V. Concluding Remarks

In conclusion, the SME Guidelines offer a practical and accessible framework for SMEs seeking to either rehabilitate or responsibly exit their businesses without resorting to court-supervised insolvency proceedings. Their emphasis on consensus-based creditor coordination, neutrality through the use of Third-Party Support Experts, and the integration with the Guidelines on Management Guarantee help promote fair and efficient outcomes for all the stakeholders involved.
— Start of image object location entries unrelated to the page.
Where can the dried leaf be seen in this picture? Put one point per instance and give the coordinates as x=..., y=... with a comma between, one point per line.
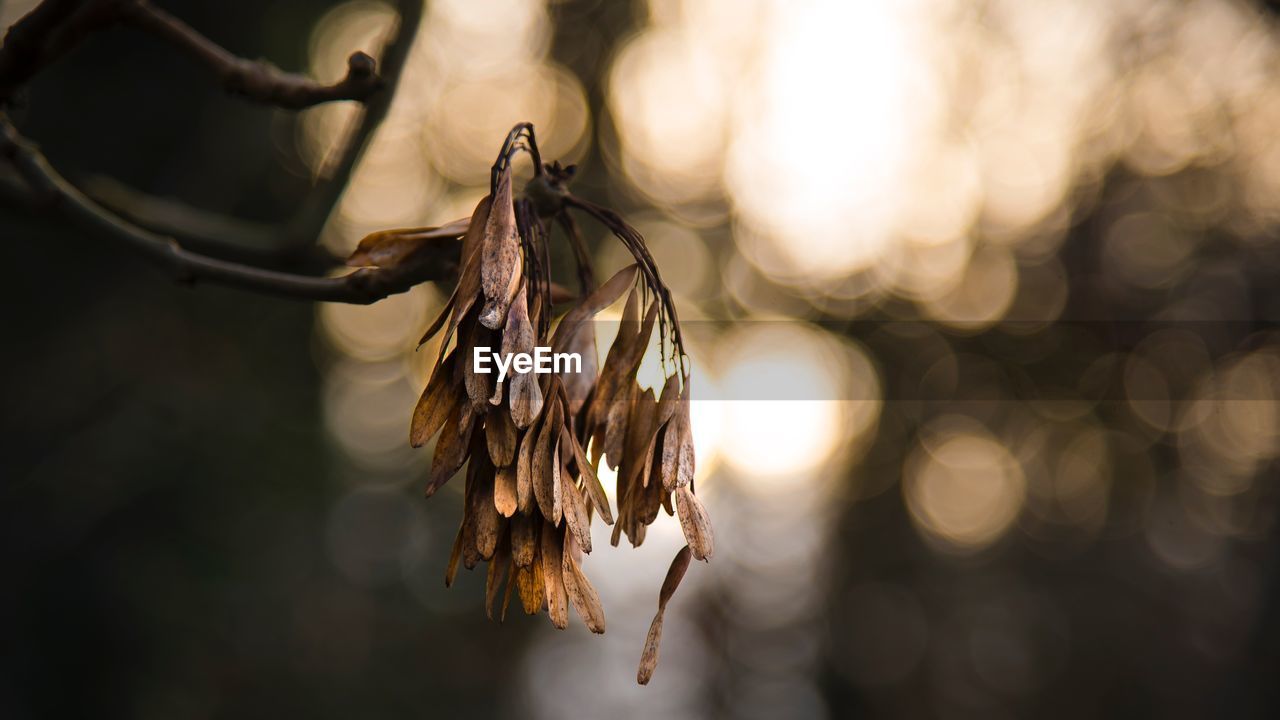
x=581, y=595
x=525, y=472
x=649, y=656
x=438, y=401
x=524, y=540
x=499, y=258
x=577, y=386
x=455, y=555
x=616, y=423
x=443, y=317
x=389, y=249
x=526, y=399
x=695, y=523
x=575, y=513
x=590, y=482
x=488, y=523
x=602, y=297
x=504, y=495
x=553, y=579
x=478, y=384
x=501, y=436
x=451, y=450
x=469, y=274
x=498, y=568
x=545, y=488
x=529, y=584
As post-pandemic challenges continue to affect SMEs' financial health, early engagement with legal and financial professionals under this framework can significantly enhance the chances of a constructive turnaround or an orderly wind-down. Companies facing financial difficulty are therefore encouraged to explore these procedures as a strategic option aligned with their long-term goals and responsibilities to their creditors, employees, and communities.

Footnotes

1. See Yuta Shozaki, Overview of Revitalization Support for SMEs in Japan, Oh-Ebashi Newsletter (Autumn 2023) at https://www.ohebashi.com/jp/newsletter/NL_en_2023autumn_Shozaki.pdf.

2. See https://www.zenginkyo.or.jp/fileadmin/res/news/news340304.pdf (in Japanese).

3. The Guidelines on Management Guarantee are available at https://www.zenginkyo.or.jp/fileadmin/res/abstract/adr/sme/guideline.pdf (in Japanese).

4. See the SME Guidelines, Part III, Section IV, Subsection (1).

The content of this article is intended to provide a general guide to the subject matter. Specialist advice should be sought about your specific circumstances.